取り組みによってどれだけ労働時間に影響があったかにより、助成額が変わってきます。
※原則としてパソコン、タブレット、スマートフォンは対象となりません。
働き方改革推進支援助成金(労働時間短縮・年休促進支援コース)
https://www.mhlw.go.jp/stf/seisakunitsuite/bunya/0000120692.html
業務改善助成金:中小企業・小規模事業者の生産性向上のための取組を支援
中小企業・小規模事業者の生産性向上を支援する助成金で、生産性向上のための設備投資(機械設備、POSシステム等の導入)などが申請できます。
支給条件として特に
生産性向上に資する機器・設備などを導入することにより業務改善を行い、その費用を支払うこと
( (1) 単なる経費削減のための経費、 (2) 職場環境を改善するための経費、 (3)通常の事業活動に伴う経費は除きます。)

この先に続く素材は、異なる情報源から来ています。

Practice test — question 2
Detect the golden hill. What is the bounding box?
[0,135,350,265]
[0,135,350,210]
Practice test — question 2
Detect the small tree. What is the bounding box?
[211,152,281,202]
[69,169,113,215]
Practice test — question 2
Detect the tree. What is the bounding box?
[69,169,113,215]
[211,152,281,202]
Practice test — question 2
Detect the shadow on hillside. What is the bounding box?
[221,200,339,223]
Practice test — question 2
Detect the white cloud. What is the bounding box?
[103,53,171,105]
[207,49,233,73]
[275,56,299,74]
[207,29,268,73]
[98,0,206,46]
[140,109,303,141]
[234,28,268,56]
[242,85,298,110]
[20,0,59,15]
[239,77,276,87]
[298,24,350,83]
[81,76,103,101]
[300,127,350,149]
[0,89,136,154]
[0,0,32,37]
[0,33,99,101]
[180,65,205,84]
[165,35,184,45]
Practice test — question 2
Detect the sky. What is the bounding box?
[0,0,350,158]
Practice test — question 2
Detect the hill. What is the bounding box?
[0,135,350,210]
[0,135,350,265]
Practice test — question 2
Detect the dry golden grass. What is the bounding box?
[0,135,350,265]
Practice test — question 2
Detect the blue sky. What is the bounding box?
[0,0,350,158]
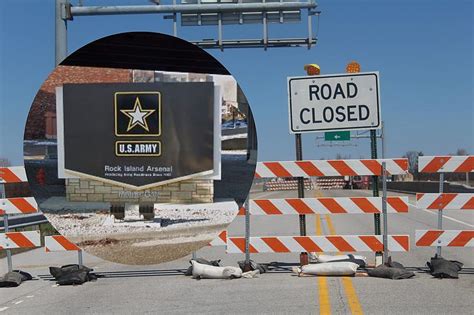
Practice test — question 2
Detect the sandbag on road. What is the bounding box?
[367,257,415,280]
[0,270,33,288]
[426,255,463,279]
[191,260,242,279]
[295,261,359,276]
[49,264,97,285]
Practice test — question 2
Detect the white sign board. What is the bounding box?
[288,72,381,133]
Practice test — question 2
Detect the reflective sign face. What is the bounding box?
[288,72,381,133]
[57,82,214,187]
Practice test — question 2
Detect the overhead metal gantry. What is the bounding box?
[56,0,319,63]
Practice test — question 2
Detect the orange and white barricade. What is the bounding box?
[227,235,410,254]
[255,159,408,178]
[415,230,474,247]
[250,197,408,215]
[415,155,474,255]
[231,159,410,260]
[416,193,474,210]
[0,166,41,271]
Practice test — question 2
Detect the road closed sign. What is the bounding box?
[288,72,381,133]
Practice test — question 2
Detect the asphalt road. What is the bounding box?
[0,190,474,314]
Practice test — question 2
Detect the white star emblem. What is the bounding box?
[120,97,155,131]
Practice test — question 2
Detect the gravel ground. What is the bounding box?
[41,201,238,265]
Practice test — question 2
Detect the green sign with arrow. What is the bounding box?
[324,131,351,141]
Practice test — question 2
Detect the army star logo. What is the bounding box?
[120,97,155,132]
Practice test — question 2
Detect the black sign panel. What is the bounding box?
[63,82,214,187]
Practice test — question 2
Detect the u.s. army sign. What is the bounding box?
[57,82,216,189]
[288,72,381,133]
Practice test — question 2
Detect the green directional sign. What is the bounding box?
[324,131,351,141]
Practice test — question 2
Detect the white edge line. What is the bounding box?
[408,203,474,228]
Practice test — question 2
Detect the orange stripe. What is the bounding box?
[326,236,356,252]
[415,230,444,246]
[53,235,80,250]
[427,194,457,210]
[294,236,323,252]
[262,237,290,253]
[359,235,383,252]
[448,231,474,247]
[295,161,324,176]
[387,197,408,212]
[0,167,22,183]
[229,237,258,254]
[393,159,408,171]
[360,160,382,175]
[392,235,410,252]
[254,199,281,214]
[454,156,474,173]
[461,197,474,210]
[351,197,380,213]
[8,198,37,213]
[421,156,451,173]
[263,162,293,177]
[6,232,36,248]
[328,160,357,176]
[219,231,227,243]
[285,198,314,214]
[318,198,347,213]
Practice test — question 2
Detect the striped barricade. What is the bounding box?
[418,155,474,173]
[255,159,408,178]
[44,235,81,252]
[249,197,408,215]
[415,230,474,247]
[0,231,41,249]
[227,235,410,254]
[0,166,28,184]
[415,155,474,255]
[209,230,227,246]
[0,197,38,215]
[416,193,474,210]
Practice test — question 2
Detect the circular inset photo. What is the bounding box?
[24,32,257,265]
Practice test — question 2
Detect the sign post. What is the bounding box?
[288,62,382,265]
[324,131,351,141]
[0,184,13,272]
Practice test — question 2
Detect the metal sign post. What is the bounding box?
[77,249,84,266]
[436,173,444,256]
[244,199,251,271]
[370,129,382,266]
[295,134,309,266]
[382,162,388,263]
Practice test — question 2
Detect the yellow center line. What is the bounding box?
[325,214,364,315]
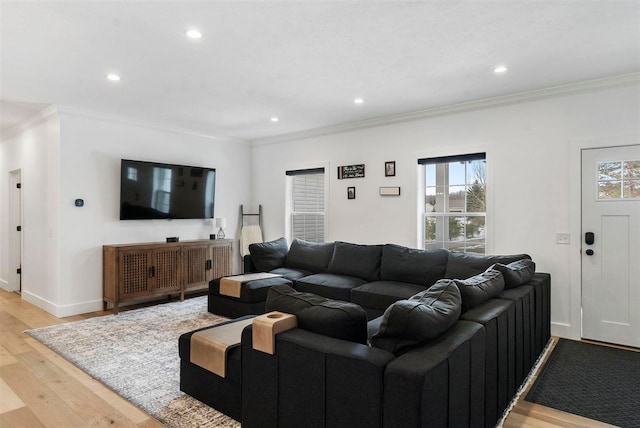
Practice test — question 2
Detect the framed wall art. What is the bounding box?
[347,187,356,199]
[384,161,396,177]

とありますので、業務改善をして従業員の賃金引き揚げを行う必要があります。
助成額や助成率は、賃金引き上げ金額により異なってきます。
業務改善助成金:中小企業・小規模事業者の生産性向上のための取組を支援
https://www.mhlw.go.jp/stf/seisakunitsuite/bunya/koyou_roudou/roudoukijun/zigyonushi/shienjigyou/03.html
まとめ
今回はIT事業者としての視点から、IT導入に利用しやすい補助金・助成金をまとめました。
他にもあるかもしれませんので、もし知っているものがあれば教えていただければ幸いです。
申請するためには事業計画書なども出したり書類を揃える必要があります。
また、期日も短く素早く申請しなければ、募集が終わってしまいます。
そのためには社労士や行政書士など申請代行していただける方との、コミュニケーションが重要となります。
ハードルが高いものもあるかもしれませんが、返済する必要がない経費がまかなえることは大きなメリットです。
注意事項としては、無事採択されても支給されるまで数ヶ月かかる場合もあるので、その間の資金繰りを考えることを念頭に置く必要があります。
是非、補助金・助成金をうまく活用して、コロナショックに負けない事業に改善していきましょう!